The Higgs field can be thought of as a universal treacle – if you pull an object through the treacle, it will gain mass as it gathers treacle. Similarly, if a particle travels through (and interacts with) the Higgs field, it will gain energy. The more energy it gains, the more massive it becomes and hence particles have mass.

The main experiment responsible for these results is known as ATLAS, a project that many of Warwick’s own professors and research fellows are involved in. ATLAS was originally proposed in 1994, and has been running since 2008. All of the experiments at the Large Hadron Collider (LHC) were built to study, improve and extend the standard model of particle physics.

The standard model has been continually developed throughout the 20th and 21st century – it is currently the best model we have to describe how our world works. Contained within the standard model are three of the four fundamental forces: electromagnetism, the weak force and the strong force. Only gravity is left out.

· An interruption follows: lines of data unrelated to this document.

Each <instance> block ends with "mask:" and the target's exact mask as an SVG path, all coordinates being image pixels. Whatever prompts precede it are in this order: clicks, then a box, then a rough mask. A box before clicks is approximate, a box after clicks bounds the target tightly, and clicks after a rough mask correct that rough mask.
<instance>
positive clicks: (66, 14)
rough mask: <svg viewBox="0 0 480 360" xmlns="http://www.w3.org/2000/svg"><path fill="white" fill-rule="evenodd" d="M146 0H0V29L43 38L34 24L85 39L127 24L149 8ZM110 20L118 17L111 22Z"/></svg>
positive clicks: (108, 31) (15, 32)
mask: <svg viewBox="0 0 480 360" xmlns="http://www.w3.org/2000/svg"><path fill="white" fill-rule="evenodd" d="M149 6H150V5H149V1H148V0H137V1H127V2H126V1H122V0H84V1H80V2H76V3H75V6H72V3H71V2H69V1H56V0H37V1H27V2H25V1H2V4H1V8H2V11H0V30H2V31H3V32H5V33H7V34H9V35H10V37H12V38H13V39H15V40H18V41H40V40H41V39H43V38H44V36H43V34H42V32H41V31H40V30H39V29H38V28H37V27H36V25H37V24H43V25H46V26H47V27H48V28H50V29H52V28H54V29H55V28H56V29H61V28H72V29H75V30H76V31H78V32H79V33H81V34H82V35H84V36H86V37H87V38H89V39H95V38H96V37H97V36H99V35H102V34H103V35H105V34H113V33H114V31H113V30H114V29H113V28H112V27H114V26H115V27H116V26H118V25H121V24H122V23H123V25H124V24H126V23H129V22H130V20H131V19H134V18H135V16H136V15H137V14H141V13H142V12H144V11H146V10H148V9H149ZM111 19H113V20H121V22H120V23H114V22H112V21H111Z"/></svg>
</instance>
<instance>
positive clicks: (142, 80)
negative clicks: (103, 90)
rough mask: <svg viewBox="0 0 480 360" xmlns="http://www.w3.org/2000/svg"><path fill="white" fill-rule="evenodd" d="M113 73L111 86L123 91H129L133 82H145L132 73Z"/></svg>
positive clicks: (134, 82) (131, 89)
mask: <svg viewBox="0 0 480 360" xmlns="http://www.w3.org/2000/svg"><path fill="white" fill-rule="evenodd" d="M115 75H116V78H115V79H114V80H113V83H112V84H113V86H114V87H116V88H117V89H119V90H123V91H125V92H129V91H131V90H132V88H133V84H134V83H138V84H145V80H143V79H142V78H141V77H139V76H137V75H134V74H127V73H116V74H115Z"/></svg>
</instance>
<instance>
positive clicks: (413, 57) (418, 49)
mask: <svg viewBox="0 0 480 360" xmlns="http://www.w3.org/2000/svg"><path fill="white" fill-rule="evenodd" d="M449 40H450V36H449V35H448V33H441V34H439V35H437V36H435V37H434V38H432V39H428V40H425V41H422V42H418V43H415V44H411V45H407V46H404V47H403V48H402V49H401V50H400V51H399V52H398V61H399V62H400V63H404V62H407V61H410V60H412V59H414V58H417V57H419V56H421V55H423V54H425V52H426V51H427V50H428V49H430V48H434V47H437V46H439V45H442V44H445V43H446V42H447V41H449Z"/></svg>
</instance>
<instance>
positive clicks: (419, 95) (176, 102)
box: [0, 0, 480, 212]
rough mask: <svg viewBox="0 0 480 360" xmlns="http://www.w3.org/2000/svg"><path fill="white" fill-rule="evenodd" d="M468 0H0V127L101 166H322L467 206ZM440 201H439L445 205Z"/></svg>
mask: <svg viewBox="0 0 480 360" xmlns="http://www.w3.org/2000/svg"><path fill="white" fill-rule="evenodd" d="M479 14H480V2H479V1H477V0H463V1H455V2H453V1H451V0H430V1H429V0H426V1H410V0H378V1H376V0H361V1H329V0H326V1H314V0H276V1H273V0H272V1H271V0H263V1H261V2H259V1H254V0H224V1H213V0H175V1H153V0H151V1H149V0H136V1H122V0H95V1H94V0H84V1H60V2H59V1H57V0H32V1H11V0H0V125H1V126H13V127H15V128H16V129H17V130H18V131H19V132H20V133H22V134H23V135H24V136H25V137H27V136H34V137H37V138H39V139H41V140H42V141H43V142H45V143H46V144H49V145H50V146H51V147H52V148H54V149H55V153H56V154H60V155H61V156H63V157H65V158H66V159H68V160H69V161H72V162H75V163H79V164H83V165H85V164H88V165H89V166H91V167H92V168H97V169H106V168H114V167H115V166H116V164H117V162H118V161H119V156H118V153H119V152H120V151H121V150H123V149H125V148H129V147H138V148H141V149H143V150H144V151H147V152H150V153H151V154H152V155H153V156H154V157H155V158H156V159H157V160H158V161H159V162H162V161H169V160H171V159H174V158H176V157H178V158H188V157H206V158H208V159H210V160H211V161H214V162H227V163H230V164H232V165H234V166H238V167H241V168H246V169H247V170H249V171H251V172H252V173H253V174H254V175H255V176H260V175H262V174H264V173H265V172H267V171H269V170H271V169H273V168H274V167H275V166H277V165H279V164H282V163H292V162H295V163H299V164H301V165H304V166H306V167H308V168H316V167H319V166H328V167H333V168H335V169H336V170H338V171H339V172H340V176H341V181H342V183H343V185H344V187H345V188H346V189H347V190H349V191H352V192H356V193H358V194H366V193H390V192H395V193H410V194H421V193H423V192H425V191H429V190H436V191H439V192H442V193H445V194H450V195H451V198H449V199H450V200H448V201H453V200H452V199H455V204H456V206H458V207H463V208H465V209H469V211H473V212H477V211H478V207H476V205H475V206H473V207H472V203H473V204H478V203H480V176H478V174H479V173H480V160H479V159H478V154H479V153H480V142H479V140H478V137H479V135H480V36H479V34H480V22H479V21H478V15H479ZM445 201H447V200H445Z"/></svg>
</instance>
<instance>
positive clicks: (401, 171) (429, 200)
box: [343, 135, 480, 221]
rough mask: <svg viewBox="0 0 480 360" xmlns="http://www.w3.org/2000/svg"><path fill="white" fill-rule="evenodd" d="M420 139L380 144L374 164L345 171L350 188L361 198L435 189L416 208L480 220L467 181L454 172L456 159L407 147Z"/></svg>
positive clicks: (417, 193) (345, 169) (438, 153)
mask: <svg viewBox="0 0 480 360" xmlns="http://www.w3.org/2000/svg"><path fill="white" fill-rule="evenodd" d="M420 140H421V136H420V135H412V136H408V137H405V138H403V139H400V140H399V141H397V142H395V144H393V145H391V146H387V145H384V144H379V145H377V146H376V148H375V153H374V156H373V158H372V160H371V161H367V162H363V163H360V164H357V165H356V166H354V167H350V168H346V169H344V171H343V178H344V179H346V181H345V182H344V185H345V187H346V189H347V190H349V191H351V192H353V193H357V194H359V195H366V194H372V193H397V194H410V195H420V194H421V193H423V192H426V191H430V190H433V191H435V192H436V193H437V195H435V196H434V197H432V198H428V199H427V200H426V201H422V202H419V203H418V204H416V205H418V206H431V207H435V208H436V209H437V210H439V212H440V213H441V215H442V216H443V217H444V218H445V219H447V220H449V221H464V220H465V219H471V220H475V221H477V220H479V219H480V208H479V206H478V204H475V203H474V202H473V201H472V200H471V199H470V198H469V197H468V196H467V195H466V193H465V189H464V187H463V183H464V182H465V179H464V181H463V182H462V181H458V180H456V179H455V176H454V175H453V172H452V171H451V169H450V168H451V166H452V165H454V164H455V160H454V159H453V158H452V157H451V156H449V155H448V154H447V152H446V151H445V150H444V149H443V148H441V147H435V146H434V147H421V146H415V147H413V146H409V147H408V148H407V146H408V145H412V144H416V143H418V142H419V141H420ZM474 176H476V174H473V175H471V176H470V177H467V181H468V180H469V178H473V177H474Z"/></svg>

The standard model also explains how different fundamental particles interact with one another, and also predicted the existence of copies of particles that make up ordinary matter. These have since been discovered through the use of particle accelerators like the LHC. Although most of the predictions from the standard model have been experimentally confirmed, the obvious exception is the Higgs boson, which has been theorised since the 1960s but has not yet been observed. The ATLAS experiment has provided a small amount of evidence supporting the existence of the Higgs, but it has not yet been discovered.

So if CERN hasn’t actually ‘discovered’ the Higgs boson, what has it found? Well, essentially it has found the first piece of the puzzle. Although the standard model didn’t predict the mass of the Higgs, it was possible to calculate that the particle should be in the energy range 115-180 gigaelectronvolts (GeV). ATLAS has provided evidence that there are an excess of events in this magic region, more specifically at 124-125 GeV, (about 130 proton masses).

The standard model didn’t predict the Out of millions of proton-proton collisions; only 3 possible Higgs events occurred but this was enough to set the scientific community alight with excitement. The spike in the data caused by the excess of events at the 124-126 GeV region is just above the so called ‘two sigma’ level of uncertainty – meaning that they are only slightly greater than two standard deviations away from what is expected.

In simpler terms, there is roughly a 1% chance that this happened due to random fluctuations. This isn’t nearly enough to classify a discovery – a spike above the ‘five sigma’ level is required to classify a discovery of the Higgs Boson, or indeed any discovery in particle physics. This would mean that there is less than a one in a million chance of these events happening by accident.

So when can we expect a more definitive answer as to the existence of the Higgs? Well, as with all experimental physics, nothing is ever certain. As for reaching the five sigma level, if the Higgs particle does indeed exist, we can expect to reach the accuracy required for a ‘discovery’ in roughly a year. Fingers crossed 2012 will bring with it the biggest scientific breakthrough this century.